L’ancien Directeur général du Fonds monétaire international (Fmi) a animé, hier à l’INP-HB de Yamoussoukro, une conférence sur les « Défis de l’émergence pour la jeunesse africaine».
A ses côtés, il avait le vice-président Daniel Kablan Duncan, les ministres Kandia Camara et Sidy Touré et en face de nombreux jeunes leaders. Pour présenter «Les défis de l’émergence pour la jeunesse africaine», l’ancien Directeur général du Fonds monétaire international (FMI) s’est appuyé sur une étude prospective réalisée avec quelques experts internationaux de ce que le monde et l’Afrique seront en 2050. Cela à partir d’indicateurs qu’il a appelés des «hyper-tendances». Ceux-ci concernent d’abord la démographie galopante. « D’ici 2050, la population d’Afrique va être multiplié par deux.
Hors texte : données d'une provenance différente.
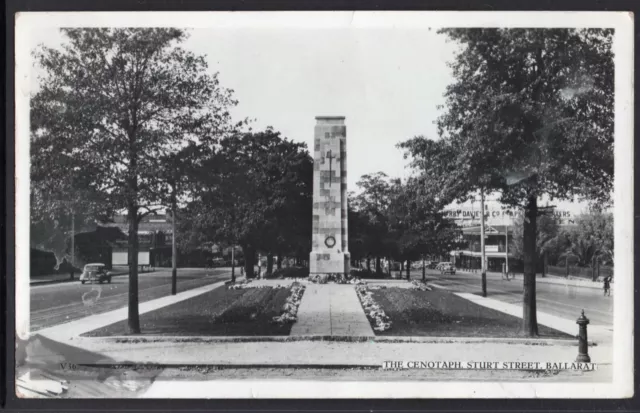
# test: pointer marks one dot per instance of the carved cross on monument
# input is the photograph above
(330, 164)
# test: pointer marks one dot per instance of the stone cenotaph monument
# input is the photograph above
(330, 248)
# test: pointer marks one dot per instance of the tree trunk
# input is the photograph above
(269, 264)
(529, 316)
(134, 319)
(249, 261)
(174, 250)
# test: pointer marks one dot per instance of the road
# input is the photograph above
(53, 304)
(561, 300)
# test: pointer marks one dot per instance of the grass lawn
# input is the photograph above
(439, 313)
(221, 312)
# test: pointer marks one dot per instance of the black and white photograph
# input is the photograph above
(254, 205)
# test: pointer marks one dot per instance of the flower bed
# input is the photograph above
(291, 306)
(248, 284)
(291, 272)
(374, 312)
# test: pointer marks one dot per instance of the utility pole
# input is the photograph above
(483, 257)
(506, 249)
(174, 249)
(233, 264)
(73, 241)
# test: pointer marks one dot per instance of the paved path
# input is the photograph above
(562, 300)
(331, 310)
(53, 304)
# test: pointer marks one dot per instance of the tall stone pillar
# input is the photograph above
(330, 247)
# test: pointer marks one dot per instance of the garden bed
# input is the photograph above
(436, 313)
(224, 311)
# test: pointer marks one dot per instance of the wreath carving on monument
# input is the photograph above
(330, 241)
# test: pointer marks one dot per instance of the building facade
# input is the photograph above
(499, 224)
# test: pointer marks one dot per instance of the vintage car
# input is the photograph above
(448, 269)
(95, 272)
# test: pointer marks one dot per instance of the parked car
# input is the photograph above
(448, 268)
(442, 264)
(95, 272)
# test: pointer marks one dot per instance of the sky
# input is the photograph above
(386, 81)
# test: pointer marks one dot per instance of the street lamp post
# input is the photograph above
(483, 258)
(506, 249)
(73, 242)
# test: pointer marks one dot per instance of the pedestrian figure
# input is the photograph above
(607, 285)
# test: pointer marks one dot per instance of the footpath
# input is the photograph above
(550, 279)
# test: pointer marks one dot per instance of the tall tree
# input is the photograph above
(372, 202)
(591, 238)
(547, 237)
(118, 100)
(531, 111)
(254, 191)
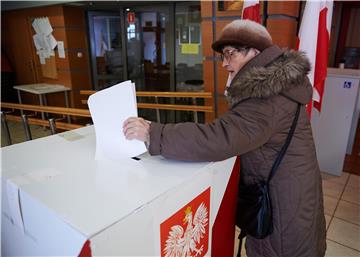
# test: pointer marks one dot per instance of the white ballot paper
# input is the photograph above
(109, 109)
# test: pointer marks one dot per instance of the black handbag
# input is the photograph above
(254, 212)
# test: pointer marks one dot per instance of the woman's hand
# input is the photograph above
(137, 128)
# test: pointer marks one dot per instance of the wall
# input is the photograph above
(69, 26)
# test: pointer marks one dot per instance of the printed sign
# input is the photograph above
(186, 233)
(347, 84)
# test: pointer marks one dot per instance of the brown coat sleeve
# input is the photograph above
(242, 129)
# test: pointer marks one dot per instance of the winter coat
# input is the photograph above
(263, 98)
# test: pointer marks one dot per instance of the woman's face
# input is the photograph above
(233, 59)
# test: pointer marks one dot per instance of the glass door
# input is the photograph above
(148, 46)
(148, 53)
(106, 48)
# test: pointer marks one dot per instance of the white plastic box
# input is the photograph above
(57, 200)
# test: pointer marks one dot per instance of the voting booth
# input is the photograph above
(58, 200)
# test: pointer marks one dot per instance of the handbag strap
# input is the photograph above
(285, 146)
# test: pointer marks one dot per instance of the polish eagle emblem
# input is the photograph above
(186, 243)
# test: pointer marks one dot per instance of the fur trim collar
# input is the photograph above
(270, 73)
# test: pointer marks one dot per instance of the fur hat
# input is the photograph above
(243, 33)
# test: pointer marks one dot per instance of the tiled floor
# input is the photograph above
(342, 213)
(341, 202)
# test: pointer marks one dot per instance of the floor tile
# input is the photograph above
(351, 194)
(328, 219)
(354, 181)
(348, 211)
(332, 189)
(337, 250)
(335, 179)
(330, 205)
(344, 233)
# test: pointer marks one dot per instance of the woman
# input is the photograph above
(266, 85)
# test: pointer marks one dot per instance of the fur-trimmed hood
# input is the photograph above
(270, 73)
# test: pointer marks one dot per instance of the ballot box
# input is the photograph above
(57, 200)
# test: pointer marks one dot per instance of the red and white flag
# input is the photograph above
(251, 11)
(314, 36)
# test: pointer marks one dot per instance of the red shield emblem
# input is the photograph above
(186, 233)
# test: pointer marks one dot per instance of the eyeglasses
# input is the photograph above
(228, 55)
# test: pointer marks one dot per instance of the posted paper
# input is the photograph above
(109, 109)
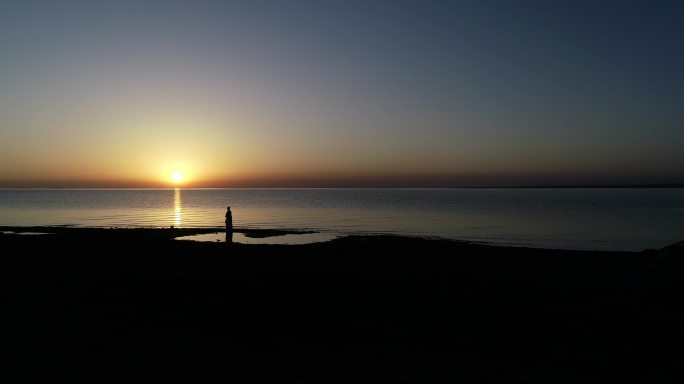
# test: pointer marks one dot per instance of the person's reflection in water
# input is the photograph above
(229, 226)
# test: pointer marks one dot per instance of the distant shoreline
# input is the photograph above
(579, 186)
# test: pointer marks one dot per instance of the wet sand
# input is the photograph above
(134, 305)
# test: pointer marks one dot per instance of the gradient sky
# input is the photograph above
(334, 93)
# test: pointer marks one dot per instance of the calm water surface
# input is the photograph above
(609, 219)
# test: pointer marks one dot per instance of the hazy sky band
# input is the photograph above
(500, 91)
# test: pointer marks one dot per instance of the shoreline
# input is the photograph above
(109, 306)
(263, 233)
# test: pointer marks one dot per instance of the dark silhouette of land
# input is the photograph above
(127, 305)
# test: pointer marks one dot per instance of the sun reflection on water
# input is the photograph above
(177, 208)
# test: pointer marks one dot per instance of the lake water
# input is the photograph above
(607, 219)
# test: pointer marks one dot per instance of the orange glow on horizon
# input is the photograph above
(177, 177)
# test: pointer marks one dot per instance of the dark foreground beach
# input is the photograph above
(134, 305)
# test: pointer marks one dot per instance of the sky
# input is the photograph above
(341, 93)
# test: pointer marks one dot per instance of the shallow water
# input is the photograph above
(608, 219)
(241, 238)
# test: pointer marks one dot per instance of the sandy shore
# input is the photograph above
(133, 305)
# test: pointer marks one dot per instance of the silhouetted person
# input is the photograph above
(229, 226)
(229, 220)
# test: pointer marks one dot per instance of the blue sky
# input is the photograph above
(341, 92)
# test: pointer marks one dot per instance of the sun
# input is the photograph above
(177, 177)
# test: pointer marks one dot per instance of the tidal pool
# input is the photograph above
(286, 239)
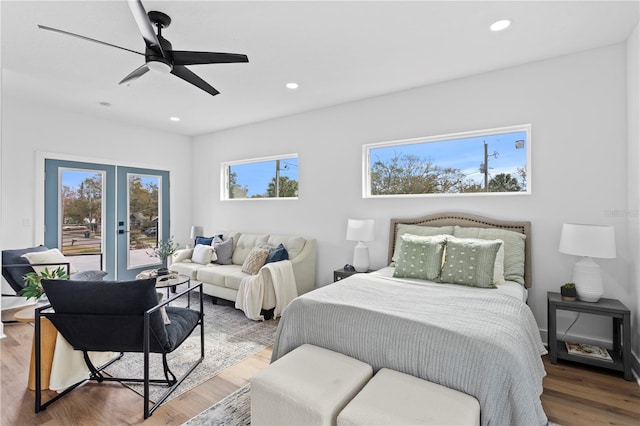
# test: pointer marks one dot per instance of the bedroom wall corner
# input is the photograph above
(633, 197)
(575, 103)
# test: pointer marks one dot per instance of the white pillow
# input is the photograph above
(203, 254)
(48, 256)
(182, 255)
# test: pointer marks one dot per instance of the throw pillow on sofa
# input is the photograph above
(277, 254)
(203, 254)
(224, 250)
(255, 260)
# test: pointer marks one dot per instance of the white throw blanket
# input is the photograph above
(278, 275)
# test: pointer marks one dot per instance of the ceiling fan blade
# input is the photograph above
(183, 57)
(55, 30)
(138, 72)
(190, 77)
(144, 25)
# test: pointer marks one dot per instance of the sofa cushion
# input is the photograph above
(244, 245)
(234, 279)
(203, 254)
(255, 260)
(215, 274)
(277, 254)
(224, 251)
(294, 245)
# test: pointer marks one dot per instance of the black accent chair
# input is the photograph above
(117, 316)
(15, 267)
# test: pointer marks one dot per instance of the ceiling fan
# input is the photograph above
(159, 55)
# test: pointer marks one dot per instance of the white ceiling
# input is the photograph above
(338, 51)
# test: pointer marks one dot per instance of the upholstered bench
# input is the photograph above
(308, 386)
(393, 398)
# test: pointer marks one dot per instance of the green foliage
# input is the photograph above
(504, 182)
(165, 249)
(34, 288)
(410, 174)
(287, 188)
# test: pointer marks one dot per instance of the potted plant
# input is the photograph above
(568, 292)
(33, 281)
(164, 249)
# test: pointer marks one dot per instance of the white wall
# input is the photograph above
(28, 130)
(576, 105)
(633, 141)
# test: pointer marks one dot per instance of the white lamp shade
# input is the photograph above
(588, 240)
(196, 231)
(361, 230)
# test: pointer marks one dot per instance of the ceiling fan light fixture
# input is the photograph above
(500, 25)
(159, 67)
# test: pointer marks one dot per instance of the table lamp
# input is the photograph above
(196, 231)
(361, 230)
(588, 241)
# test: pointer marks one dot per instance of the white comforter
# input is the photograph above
(482, 343)
(276, 275)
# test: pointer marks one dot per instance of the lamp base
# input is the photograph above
(361, 257)
(588, 280)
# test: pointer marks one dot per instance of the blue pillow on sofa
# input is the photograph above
(277, 254)
(224, 251)
(204, 241)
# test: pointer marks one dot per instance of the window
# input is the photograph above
(495, 161)
(270, 177)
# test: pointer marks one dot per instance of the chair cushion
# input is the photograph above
(107, 315)
(14, 275)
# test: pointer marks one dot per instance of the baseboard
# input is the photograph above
(635, 361)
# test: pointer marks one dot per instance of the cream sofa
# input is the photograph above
(223, 281)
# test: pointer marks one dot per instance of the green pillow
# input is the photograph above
(513, 248)
(419, 257)
(469, 262)
(425, 231)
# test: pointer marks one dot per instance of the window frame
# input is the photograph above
(224, 176)
(366, 160)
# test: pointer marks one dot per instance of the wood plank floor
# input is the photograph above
(573, 394)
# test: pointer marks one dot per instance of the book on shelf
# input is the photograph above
(588, 351)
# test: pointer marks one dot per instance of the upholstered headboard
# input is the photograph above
(467, 220)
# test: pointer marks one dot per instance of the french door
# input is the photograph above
(106, 217)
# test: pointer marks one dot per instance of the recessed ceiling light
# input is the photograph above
(500, 25)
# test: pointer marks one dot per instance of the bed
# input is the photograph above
(480, 341)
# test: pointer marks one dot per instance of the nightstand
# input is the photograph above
(339, 274)
(621, 319)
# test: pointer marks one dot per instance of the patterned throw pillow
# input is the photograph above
(470, 262)
(203, 254)
(419, 257)
(514, 242)
(255, 260)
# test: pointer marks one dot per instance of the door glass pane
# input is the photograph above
(81, 205)
(143, 209)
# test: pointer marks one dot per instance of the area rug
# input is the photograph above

On aura 2,5 milliards d’Africains. La Côte d’Ivoire verra sa population multipliée par deux.
Elle sera en 2050, à 50 millions d’habitants. Si on prolonge les courbes jusqu’à 2100, la population africaine se sera multipliée par quatre et il y aura 4,4 milliards d’Africains dans un monde de 11,2 milliards d’habitants. De l’autre côté du détroit de Gibraltar, en Europe, on aura vieilli, perdu 90 millions d’habitants et ne dépassera plus en 2100, 650 millions d’habitants. On peut donc dire sans même aller jusqu’en 2100, en nous concentrant sur l’objectif de 2050, que c’est en grande partie dans la confrontation, espérons-là pacifique, que ces deux continents, l’Afrique et l’Europe que se jouera dans ces années, c’est-à-dire demain, l’un des principaux chapitres de l’histoire de l’humanité où nos peuples seront capables d’édifier des partenariats crédibles et efficaces au service de l’amélioration des conditions de vie de leurs populations», a-t-il fait savoir. Ensuite, précise-t-il, nous assistons dès maintenant à une espèce de glissement tectonique de la puissance économique et politique d’Ouest en Est, du Nord au Sud.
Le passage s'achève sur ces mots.